ENTREVISTA ANDRÉ SILVA / FOTOGRAFIA SONS DO MINHO

Como e quando é que a vida se cruza com a música?

Eu, Jorge, comecei na música tradicional e popular portuguesa já com os meus 20 anos em contexto de borga e de amigos. Íamos cantarolando algumas músicas do cancioneiro português e íamo-nos desafiando em tom de brincadeira. Depois, fui conhecendo novos amigos e “companheiros das cantigas” e a arte foi ficando mais séria, até aos dias de hoje.

Eu, Pi, tive o meu primeiro contacto com o folclore e com a música popular portuguesa aos 3 anos de idade por intermédio do Grupo Etnográfico de Areosa (localidade da qual sou natural).

O meu tio era – e é – componente ativo desse mesmo grupo e, aos 3 anos, permitiu que eu o acompanhasse pela primeira vez.
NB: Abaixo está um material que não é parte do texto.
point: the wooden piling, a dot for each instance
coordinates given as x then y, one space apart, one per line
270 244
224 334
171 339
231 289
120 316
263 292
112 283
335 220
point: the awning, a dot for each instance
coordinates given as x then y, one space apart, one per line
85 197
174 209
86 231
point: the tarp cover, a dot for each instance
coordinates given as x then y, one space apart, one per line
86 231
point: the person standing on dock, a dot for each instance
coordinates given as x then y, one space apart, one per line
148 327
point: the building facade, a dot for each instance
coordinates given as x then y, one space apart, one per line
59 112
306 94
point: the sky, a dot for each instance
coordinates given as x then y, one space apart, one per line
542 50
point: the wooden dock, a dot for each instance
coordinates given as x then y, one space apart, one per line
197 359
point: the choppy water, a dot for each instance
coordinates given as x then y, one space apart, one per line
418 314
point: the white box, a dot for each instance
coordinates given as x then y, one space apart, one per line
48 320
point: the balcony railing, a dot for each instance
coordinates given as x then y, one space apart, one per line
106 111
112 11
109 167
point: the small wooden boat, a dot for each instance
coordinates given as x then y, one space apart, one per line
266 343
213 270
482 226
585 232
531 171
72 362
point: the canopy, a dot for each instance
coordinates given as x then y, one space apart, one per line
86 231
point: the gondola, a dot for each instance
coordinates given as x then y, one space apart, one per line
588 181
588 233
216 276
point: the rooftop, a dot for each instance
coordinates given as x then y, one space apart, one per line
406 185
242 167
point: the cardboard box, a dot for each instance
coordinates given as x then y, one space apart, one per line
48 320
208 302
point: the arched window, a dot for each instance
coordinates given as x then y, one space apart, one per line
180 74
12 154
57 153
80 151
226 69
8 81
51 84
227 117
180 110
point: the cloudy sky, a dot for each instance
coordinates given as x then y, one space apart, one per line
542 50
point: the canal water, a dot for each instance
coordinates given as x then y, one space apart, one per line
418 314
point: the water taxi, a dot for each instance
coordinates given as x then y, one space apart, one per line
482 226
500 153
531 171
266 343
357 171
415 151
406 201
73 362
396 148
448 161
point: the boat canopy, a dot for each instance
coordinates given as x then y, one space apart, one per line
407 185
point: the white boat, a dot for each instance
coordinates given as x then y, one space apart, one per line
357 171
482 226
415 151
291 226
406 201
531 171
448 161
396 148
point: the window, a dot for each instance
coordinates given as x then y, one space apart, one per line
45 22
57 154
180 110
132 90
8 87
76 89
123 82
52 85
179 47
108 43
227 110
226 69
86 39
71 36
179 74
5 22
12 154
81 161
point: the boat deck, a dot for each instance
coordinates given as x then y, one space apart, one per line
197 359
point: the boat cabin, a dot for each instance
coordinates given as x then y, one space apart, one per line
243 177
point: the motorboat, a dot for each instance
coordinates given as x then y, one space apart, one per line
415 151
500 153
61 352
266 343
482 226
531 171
Desde então, nunca mais deixei de acompanhar o grupo, até 2010 praticamente. Em 2004, começo a ter aulas de concertina e a improvisar os primeiros versos, de forma autodidata.

Qual é o segredo para o sucesso e para serem uma referência nacional na música popular portuguesa?
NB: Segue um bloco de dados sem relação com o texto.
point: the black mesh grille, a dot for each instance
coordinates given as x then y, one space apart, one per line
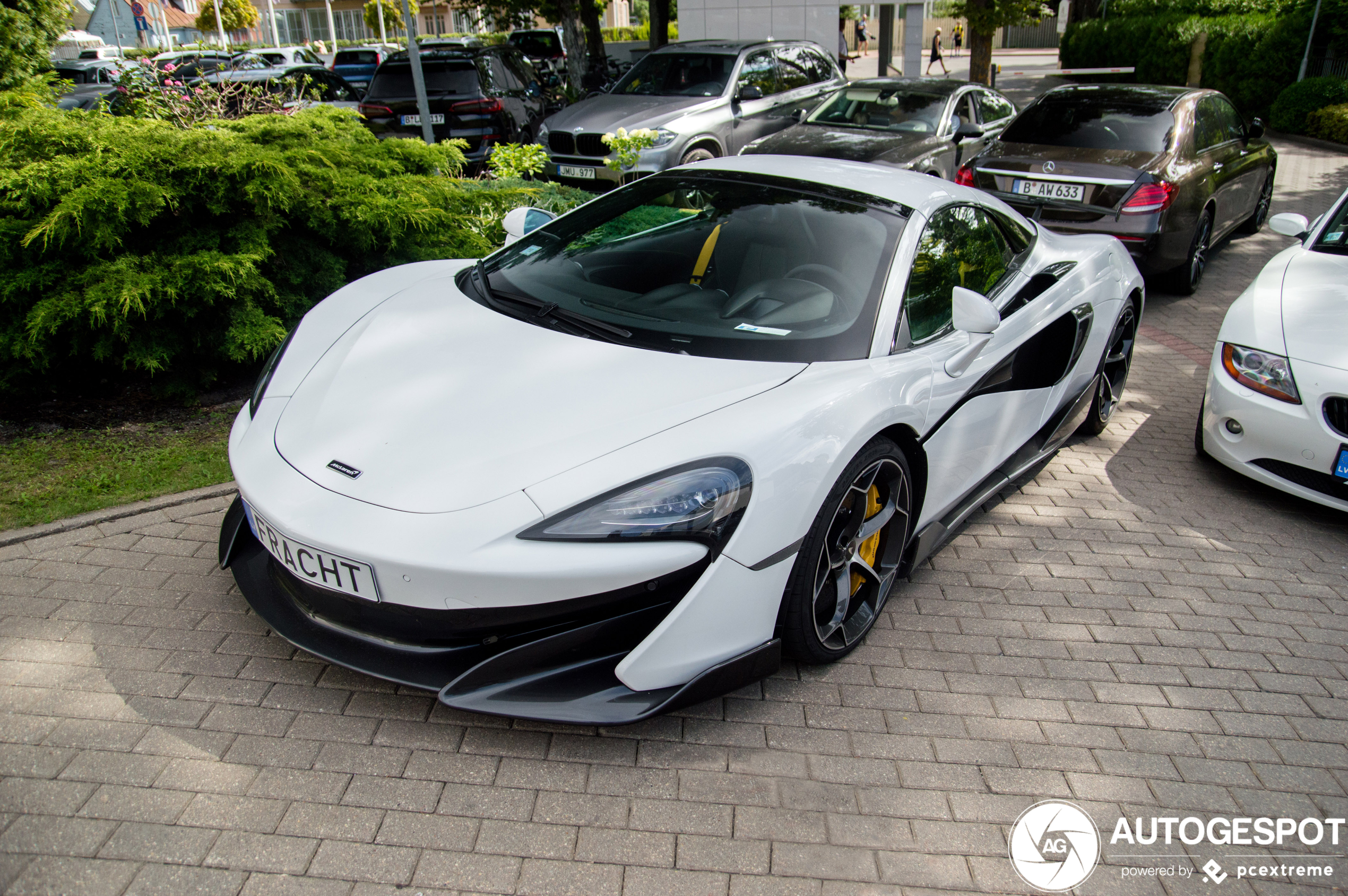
1314 480
591 145
1336 415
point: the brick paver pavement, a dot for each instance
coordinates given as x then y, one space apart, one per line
1134 630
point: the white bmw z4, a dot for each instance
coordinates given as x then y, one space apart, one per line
618 467
1277 401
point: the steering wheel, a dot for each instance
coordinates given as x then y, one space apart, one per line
825 276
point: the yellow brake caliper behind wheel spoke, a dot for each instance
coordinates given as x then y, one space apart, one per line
872 545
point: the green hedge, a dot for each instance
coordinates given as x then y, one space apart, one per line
1250 57
1329 123
135 248
1299 100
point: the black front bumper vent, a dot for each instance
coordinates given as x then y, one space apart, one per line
1336 415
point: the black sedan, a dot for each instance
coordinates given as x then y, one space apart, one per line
908 123
1166 170
480 95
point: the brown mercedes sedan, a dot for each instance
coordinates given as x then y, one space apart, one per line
1166 170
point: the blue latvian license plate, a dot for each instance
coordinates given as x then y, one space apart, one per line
320 568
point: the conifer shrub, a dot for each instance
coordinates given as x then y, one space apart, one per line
136 248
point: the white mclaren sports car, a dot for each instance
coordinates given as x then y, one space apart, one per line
1277 401
618 467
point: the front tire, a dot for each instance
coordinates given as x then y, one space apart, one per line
697 154
1114 372
851 557
1256 221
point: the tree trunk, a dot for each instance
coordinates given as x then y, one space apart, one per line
573 37
660 23
598 68
980 41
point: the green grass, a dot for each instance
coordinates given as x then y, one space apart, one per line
50 476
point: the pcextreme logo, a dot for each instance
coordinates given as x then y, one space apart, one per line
1055 845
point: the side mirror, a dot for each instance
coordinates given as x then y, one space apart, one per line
967 131
978 317
1291 224
523 221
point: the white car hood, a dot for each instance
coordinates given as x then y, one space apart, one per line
1315 309
445 405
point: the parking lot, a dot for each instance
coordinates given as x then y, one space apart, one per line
1131 628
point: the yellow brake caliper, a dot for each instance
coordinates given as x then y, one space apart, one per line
871 545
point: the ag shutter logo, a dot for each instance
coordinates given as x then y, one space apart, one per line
1055 845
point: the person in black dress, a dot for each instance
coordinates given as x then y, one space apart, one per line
936 53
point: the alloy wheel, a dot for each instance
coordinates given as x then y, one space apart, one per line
862 554
1199 258
1114 373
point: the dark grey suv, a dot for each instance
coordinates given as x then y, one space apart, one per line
705 99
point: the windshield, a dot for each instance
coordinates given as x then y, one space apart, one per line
1094 124
537 44
395 81
718 267
882 111
678 74
1335 236
356 57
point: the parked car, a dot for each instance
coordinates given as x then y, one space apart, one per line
908 123
1169 171
705 99
88 71
1277 401
541 46
480 95
619 465
358 64
87 96
331 88
289 56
Não cremos que haja algum segredo implícito e também não nos envaidecemos com estas simpáticas perguntas que frequentemente nos fazem e que nós agradecemos.
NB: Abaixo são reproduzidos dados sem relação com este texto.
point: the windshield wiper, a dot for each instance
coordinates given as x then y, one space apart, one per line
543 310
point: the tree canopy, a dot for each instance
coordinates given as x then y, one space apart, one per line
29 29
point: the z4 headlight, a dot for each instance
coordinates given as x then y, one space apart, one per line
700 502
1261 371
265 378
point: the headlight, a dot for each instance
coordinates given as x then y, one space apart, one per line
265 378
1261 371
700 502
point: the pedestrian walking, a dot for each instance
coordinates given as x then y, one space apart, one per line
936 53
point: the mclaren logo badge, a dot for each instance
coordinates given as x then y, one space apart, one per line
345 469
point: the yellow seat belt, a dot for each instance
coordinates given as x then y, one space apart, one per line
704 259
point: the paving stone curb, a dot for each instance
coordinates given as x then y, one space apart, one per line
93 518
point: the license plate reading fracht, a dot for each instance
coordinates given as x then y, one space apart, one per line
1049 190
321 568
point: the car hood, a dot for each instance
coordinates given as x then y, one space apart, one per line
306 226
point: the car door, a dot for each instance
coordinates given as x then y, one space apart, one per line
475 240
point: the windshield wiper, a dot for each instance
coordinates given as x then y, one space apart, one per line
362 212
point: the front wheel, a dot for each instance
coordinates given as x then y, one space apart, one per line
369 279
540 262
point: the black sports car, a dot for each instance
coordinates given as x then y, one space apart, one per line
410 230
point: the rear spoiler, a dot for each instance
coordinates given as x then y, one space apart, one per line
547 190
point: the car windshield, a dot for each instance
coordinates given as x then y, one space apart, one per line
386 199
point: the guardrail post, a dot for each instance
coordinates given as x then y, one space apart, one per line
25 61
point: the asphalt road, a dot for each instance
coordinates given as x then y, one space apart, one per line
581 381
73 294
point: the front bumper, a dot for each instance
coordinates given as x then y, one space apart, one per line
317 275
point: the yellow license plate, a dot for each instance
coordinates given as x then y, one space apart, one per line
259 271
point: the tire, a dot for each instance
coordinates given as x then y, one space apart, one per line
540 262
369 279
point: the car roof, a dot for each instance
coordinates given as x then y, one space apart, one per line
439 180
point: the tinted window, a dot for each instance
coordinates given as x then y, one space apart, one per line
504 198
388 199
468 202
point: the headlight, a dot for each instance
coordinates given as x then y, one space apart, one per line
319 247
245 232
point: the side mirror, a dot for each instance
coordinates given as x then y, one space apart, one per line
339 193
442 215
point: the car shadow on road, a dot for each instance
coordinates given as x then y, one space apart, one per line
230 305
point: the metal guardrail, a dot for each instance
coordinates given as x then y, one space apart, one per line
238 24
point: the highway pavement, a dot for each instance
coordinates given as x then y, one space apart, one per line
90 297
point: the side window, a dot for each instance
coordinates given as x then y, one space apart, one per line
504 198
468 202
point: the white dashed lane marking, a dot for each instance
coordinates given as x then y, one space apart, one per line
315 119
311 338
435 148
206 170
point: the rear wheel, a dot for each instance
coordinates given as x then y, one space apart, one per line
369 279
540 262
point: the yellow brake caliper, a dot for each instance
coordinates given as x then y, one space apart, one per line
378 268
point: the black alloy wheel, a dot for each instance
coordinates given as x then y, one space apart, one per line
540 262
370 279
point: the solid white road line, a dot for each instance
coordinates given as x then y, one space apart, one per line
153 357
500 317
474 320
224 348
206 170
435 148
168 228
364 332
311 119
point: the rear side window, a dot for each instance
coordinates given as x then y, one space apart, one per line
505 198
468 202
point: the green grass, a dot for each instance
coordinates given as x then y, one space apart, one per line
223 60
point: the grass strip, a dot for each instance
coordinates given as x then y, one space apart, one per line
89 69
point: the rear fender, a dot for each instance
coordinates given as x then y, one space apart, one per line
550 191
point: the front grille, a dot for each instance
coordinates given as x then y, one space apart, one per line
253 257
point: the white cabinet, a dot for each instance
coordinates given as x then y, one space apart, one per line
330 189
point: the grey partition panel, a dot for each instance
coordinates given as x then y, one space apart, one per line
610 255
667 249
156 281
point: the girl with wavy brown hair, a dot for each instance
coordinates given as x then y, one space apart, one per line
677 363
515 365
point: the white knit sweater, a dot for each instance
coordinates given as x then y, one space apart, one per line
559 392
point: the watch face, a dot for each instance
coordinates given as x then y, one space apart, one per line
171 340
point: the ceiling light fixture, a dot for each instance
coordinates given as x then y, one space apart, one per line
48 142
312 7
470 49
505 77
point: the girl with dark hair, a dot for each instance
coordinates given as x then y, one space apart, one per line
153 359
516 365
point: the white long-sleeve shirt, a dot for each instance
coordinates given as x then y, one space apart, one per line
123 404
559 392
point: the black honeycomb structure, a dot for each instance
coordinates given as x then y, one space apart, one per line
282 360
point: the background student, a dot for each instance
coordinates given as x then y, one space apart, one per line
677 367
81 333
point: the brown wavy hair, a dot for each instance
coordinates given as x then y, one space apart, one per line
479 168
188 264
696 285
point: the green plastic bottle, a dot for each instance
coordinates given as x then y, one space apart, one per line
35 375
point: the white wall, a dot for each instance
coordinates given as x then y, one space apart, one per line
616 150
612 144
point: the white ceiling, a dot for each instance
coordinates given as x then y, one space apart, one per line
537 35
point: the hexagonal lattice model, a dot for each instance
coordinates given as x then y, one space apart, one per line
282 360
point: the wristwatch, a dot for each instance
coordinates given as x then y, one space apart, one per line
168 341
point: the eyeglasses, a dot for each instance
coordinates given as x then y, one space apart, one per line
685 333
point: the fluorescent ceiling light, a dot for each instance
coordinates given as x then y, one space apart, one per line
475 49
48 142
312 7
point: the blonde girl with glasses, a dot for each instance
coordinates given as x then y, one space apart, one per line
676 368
Pautámos sempre o nosso trabalho por critérios de seriedade, paixão e profissionalismo. Estes talvez sejam alguns dos ingredientes mais importantes e contribuidores da aceitação do nosso projeto por parte do público de forma tão unânime. E isso, sim, deixa-nos imensamente felizes!

Tudo isto, aliado a um grupo de trabalho fantástico e dedicado, composto por músicos de excelência, e uma postura humilde e motivada para facilitar logisticamente os eventos em que nos inserimos, têm permitido este crescimento constante e gradual que o Sons do Minho tem registado nesta sua primeira década de existência.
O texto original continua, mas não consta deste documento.